USC Defense – SC’s 3-4 base defense isn’t as impressive as their offensive brother. They play multiple fronts, align close to the ball on standard downs, and pursue well. Given the teams they’ve played, it’s hard to say how good they are on the back end. Both Western Michigan and Stanford are running teams and with that said…
Run The Ball – SC’s run defense has looked soft. I like their #98 defensive tackle, he creates some issues and lines up to the field. That’s the only area I see a major problem, Tristan Nickelson. Our Norsedude needs to have a good game. Opposite of him, the left side of the line should absolutely kill this front. USC will also commit numbers to stop the Texas zone run game. When they do that, it’s important to utilize the read game, RPO game, ‘spread wing’, and Chris Warren. You should see some displacement occurring up front and with #25 steaming ahead, you like your chances.

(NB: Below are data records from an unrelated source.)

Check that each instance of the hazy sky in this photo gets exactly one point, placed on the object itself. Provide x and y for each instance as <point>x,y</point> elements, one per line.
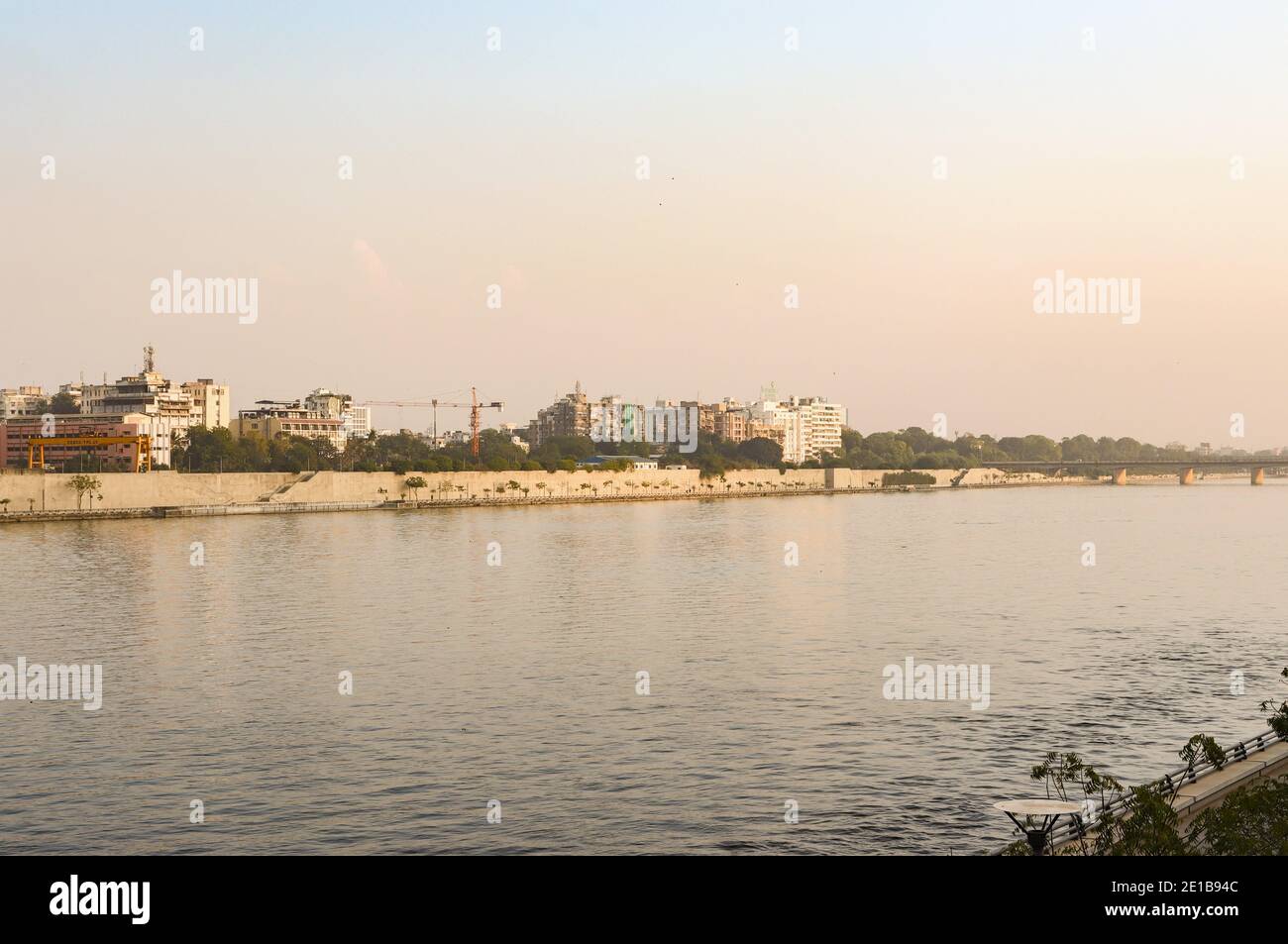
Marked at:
<point>769,167</point>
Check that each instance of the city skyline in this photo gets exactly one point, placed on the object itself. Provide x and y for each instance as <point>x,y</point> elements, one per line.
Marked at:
<point>769,167</point>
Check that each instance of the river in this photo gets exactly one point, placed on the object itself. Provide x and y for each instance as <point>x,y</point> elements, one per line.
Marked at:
<point>519,682</point>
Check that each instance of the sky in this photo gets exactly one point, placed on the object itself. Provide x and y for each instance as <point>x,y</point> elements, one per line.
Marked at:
<point>912,168</point>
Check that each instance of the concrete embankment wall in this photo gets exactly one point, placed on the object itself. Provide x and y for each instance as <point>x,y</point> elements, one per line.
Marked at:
<point>119,491</point>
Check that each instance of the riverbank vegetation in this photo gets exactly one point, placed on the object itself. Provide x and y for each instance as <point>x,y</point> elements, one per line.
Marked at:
<point>1142,820</point>
<point>205,450</point>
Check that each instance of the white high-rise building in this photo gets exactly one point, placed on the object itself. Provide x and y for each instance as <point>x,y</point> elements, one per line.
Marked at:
<point>24,400</point>
<point>357,423</point>
<point>810,426</point>
<point>211,403</point>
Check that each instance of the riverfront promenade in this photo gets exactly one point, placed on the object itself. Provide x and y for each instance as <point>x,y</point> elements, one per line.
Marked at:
<point>37,496</point>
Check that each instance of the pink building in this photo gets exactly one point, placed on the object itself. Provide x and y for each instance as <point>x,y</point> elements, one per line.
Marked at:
<point>16,432</point>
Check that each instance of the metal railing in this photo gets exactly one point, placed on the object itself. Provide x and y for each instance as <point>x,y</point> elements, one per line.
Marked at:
<point>1171,781</point>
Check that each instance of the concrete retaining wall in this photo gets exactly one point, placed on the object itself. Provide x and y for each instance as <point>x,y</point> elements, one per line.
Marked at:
<point>53,492</point>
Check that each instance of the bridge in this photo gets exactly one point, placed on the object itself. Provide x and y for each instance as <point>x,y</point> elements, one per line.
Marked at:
<point>1185,468</point>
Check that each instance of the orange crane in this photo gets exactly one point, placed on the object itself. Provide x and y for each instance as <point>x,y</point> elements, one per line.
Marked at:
<point>473,406</point>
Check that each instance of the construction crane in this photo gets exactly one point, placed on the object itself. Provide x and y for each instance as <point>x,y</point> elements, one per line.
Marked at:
<point>473,406</point>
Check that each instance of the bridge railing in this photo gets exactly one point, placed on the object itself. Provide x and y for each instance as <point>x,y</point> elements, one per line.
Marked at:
<point>1171,781</point>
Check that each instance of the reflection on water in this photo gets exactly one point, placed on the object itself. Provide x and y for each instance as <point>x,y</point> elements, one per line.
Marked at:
<point>518,682</point>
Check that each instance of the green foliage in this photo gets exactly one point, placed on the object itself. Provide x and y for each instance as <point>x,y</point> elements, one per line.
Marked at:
<point>1252,820</point>
<point>909,478</point>
<point>84,484</point>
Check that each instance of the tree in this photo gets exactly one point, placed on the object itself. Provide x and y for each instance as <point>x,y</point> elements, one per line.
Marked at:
<point>82,484</point>
<point>413,484</point>
<point>761,451</point>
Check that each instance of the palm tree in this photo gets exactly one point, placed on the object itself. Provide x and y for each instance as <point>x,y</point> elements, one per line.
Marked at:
<point>413,484</point>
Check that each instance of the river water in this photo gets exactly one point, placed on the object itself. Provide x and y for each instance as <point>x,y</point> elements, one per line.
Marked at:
<point>518,682</point>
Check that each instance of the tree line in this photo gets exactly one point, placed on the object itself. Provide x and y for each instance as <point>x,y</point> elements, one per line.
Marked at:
<point>214,450</point>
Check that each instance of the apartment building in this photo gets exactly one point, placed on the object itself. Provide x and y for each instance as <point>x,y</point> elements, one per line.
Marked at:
<point>273,419</point>
<point>211,403</point>
<point>22,400</point>
<point>567,416</point>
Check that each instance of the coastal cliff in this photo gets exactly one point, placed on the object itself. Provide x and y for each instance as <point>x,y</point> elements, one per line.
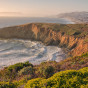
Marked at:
<point>73,37</point>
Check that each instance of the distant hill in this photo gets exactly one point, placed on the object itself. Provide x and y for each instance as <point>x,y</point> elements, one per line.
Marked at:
<point>78,17</point>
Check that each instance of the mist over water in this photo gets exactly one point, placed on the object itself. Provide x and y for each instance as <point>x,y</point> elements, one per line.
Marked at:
<point>14,51</point>
<point>12,21</point>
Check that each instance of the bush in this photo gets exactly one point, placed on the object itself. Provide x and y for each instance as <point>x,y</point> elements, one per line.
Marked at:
<point>63,79</point>
<point>47,71</point>
<point>7,85</point>
<point>26,71</point>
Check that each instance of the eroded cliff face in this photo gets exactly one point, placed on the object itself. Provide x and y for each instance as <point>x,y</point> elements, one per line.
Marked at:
<point>76,46</point>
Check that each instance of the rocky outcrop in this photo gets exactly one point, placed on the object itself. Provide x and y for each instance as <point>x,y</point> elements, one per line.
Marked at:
<point>76,46</point>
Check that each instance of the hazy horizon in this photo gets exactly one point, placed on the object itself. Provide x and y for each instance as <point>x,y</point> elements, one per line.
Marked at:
<point>40,8</point>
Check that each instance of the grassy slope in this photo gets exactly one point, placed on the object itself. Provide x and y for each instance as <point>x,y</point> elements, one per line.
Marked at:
<point>72,78</point>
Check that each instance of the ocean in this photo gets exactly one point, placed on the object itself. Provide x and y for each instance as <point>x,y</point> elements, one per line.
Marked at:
<point>12,21</point>
<point>14,50</point>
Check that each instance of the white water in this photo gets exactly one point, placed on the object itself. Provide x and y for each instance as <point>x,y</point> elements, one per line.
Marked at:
<point>14,51</point>
<point>12,21</point>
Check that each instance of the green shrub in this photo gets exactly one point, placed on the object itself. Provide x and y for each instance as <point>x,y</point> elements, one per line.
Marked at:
<point>47,71</point>
<point>7,85</point>
<point>63,79</point>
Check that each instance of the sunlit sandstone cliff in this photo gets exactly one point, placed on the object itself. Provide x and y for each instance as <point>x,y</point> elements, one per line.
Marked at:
<point>73,37</point>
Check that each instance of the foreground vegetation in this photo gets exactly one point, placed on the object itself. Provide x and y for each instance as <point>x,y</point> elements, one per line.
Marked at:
<point>69,73</point>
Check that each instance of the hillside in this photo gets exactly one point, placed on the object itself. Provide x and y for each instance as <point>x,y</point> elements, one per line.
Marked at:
<point>52,74</point>
<point>72,37</point>
<point>78,17</point>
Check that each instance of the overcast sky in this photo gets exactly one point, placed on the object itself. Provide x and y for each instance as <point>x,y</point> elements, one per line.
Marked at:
<point>37,8</point>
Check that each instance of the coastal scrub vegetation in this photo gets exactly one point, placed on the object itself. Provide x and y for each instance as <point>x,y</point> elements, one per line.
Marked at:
<point>69,73</point>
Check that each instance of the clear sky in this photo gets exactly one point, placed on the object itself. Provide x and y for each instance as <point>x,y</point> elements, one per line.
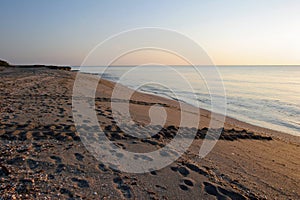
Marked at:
<point>231,31</point>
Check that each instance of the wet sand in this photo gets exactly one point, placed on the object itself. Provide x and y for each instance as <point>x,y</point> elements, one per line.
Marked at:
<point>42,156</point>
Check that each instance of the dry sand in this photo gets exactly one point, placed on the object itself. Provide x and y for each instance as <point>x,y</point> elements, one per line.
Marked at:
<point>42,156</point>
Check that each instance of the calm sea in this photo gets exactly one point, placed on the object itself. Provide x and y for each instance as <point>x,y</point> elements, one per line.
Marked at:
<point>267,96</point>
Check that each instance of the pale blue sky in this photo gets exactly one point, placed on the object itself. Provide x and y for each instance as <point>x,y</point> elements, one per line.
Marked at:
<point>232,32</point>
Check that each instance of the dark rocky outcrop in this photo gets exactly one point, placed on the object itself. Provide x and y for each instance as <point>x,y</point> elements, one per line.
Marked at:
<point>6,64</point>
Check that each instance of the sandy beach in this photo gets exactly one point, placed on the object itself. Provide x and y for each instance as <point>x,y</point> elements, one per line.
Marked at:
<point>42,156</point>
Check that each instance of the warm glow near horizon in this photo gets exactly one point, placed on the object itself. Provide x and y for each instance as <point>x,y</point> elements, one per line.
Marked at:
<point>232,33</point>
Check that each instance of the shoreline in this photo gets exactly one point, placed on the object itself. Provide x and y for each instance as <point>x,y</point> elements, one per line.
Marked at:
<point>43,156</point>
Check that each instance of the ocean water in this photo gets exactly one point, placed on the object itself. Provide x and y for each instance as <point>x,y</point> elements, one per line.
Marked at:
<point>267,96</point>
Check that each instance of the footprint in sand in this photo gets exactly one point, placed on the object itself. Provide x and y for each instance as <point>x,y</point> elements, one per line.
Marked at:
<point>122,187</point>
<point>221,193</point>
<point>56,159</point>
<point>81,183</point>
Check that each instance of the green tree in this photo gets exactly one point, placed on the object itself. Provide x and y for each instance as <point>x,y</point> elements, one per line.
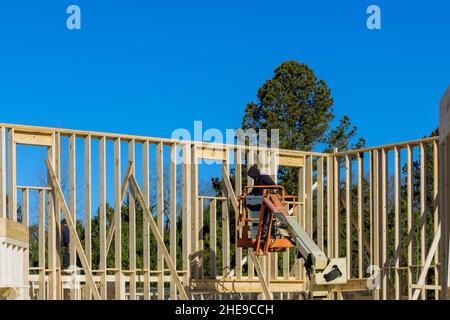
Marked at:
<point>299,105</point>
<point>295,102</point>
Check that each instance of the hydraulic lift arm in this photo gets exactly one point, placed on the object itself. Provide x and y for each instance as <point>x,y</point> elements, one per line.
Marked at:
<point>322,270</point>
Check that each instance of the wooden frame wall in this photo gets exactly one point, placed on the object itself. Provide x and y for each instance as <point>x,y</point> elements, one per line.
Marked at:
<point>345,202</point>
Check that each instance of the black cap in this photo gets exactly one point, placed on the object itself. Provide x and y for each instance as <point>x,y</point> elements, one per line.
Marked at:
<point>253,172</point>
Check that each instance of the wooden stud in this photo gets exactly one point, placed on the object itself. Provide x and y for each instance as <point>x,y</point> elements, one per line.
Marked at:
<point>159,239</point>
<point>409,162</point>
<point>265,285</point>
<point>426,266</point>
<point>119,291</point>
<point>2,172</point>
<point>72,205</point>
<point>25,221</point>
<point>226,253</point>
<point>383,221</point>
<point>250,162</point>
<point>376,215</point>
<point>360,214</point>
<point>238,189</point>
<point>320,187</point>
<point>186,212</point>
<point>200,237</point>
<point>51,233</point>
<point>348,213</point>
<point>72,228</point>
<point>145,225</point>
<point>57,156</point>
<point>160,216</point>
<point>102,217</point>
<point>423,217</point>
<point>41,211</point>
<point>309,196</point>
<point>336,206</point>
<point>12,200</point>
<point>436,212</point>
<point>397,222</point>
<point>132,226</point>
<point>88,203</point>
<point>194,212</point>
<point>330,201</point>
<point>173,212</point>
<point>213,238</point>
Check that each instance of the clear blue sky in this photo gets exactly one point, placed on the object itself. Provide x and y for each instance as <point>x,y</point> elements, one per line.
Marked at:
<point>147,68</point>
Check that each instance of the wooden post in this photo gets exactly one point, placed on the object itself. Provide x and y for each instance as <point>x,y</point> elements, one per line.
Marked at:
<point>194,213</point>
<point>41,211</point>
<point>348,211</point>
<point>173,213</point>
<point>102,217</point>
<point>72,228</point>
<point>409,216</point>
<point>159,239</point>
<point>213,238</point>
<point>132,226</point>
<point>2,172</point>
<point>383,222</point>
<point>320,182</point>
<point>12,200</point>
<point>423,217</point>
<point>397,222</point>
<point>186,212</point>
<point>145,225</point>
<point>360,213</point>
<point>238,190</point>
<point>119,289</point>
<point>87,204</point>
<point>436,212</point>
<point>160,216</point>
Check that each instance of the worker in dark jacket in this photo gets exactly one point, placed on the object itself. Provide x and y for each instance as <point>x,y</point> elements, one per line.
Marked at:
<point>65,235</point>
<point>260,180</point>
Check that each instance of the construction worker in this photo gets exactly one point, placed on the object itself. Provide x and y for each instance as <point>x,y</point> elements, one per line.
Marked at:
<point>260,180</point>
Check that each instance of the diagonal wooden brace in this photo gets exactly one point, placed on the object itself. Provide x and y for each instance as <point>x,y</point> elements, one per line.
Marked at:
<point>426,267</point>
<point>134,187</point>
<point>73,231</point>
<point>123,190</point>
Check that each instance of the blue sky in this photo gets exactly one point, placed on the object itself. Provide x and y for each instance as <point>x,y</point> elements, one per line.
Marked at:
<point>147,67</point>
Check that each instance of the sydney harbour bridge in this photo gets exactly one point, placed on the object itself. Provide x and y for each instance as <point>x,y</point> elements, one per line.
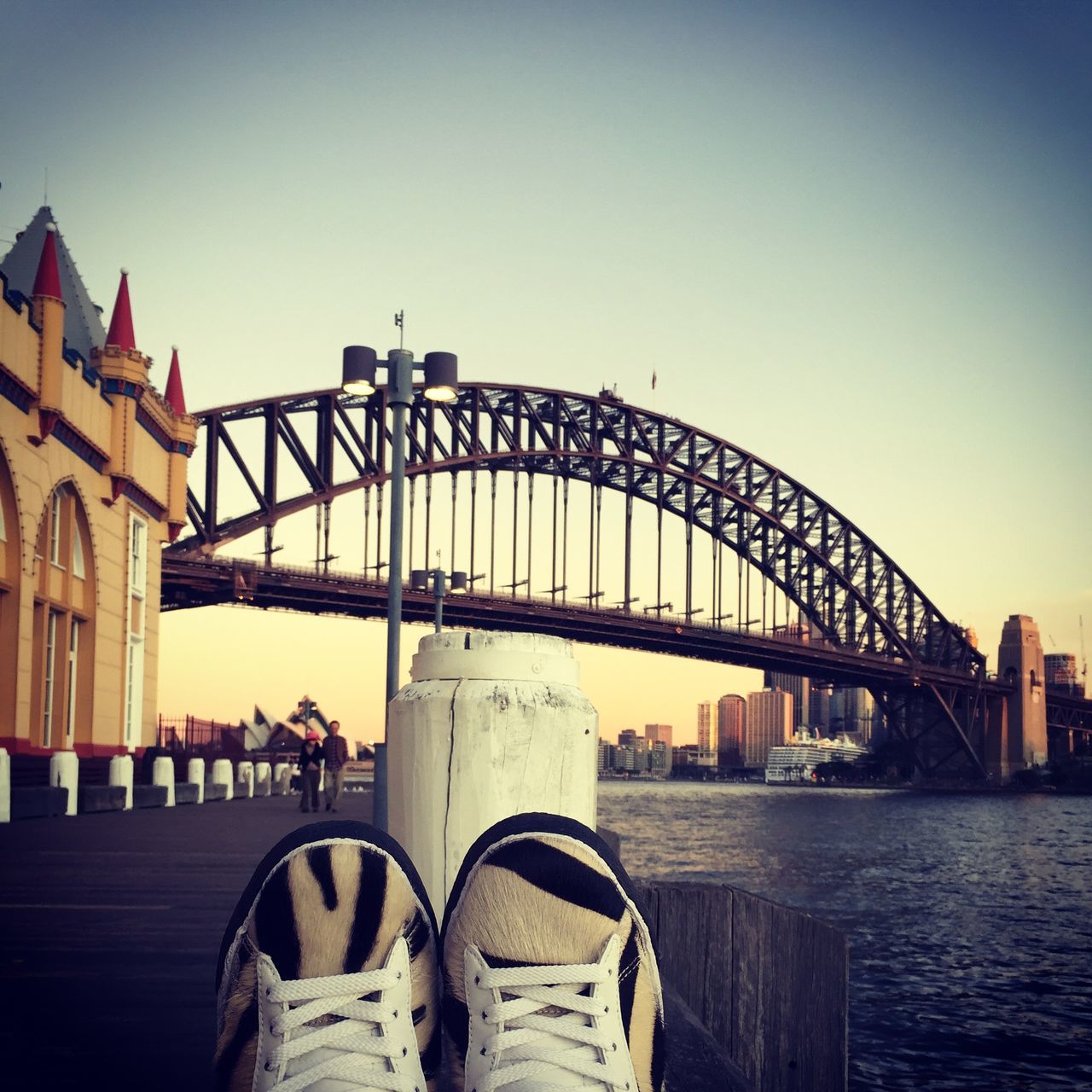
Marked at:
<point>597,521</point>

– ’11’ Personnel: With the addition of Kendall Moore in the rotation, things are looking up for the Texas run game. The Texas offense’s chances improve with an efficient run game to sell play-action. Both teams will try to attack in similar fashion. However, it’s more incumbent on Texas to keep the chains moving to kill clock, limit the SC offense’s possessions. Herman’s ’11’ (or ’20) personnel run game is where that starts and ends.
– Attack Vertical: Efficiency is needed, but there’s no better way to keep a defense on it’s heels than to throw over their heads. This is where play-action of Texas’ own comes into the fold. From my view, the SC defense likes to play compact and close to the ball. They are vulnerable up the seams and sideline intermediate zones. Sideline and seam option routes would be good choices to work on. Force them to stay over the top or match. Texas will need to place speed in the slot. This presents opportunities for Foreman and Hemphill-Mapps. Don’t forget 3-Level, effective against all manner of coverage and also threatens the sideline or seam with a vertical route. Attack.
– Screen & Quick: If SC chooses to stack the box, there will usually be space in the flat to the field side. Attacking both vertica and short will help get routes open underneath, also pairing Stick or speed-out routes. What I would like to see are double-screens, something we haven’t seen yet. At Houston, Herman and Applewhite would package the tunnel screen with a flare, bubble, or slow screen to the opposite side. I get the feeling some of the offense has been holstered. We sit and wait.
Special Teams Note – Something that appeared in both SC’s previous games are big kickoff returns. In SC’s kick coverage’s case, middle return has gashed the Trojans for big plays. If given the chance, middle return might help break a kickoff return. Texas has had it’s troubles here too. Both teams need work there. For Texas fans, hope SC’s coverage remains broken and Texas’ fixed.
That is all, it’s getting late and I have an early morning. There’s always so much to communicate before a game. I hope the notes make sense and let me know if you see differently. As always, catch you in the comments.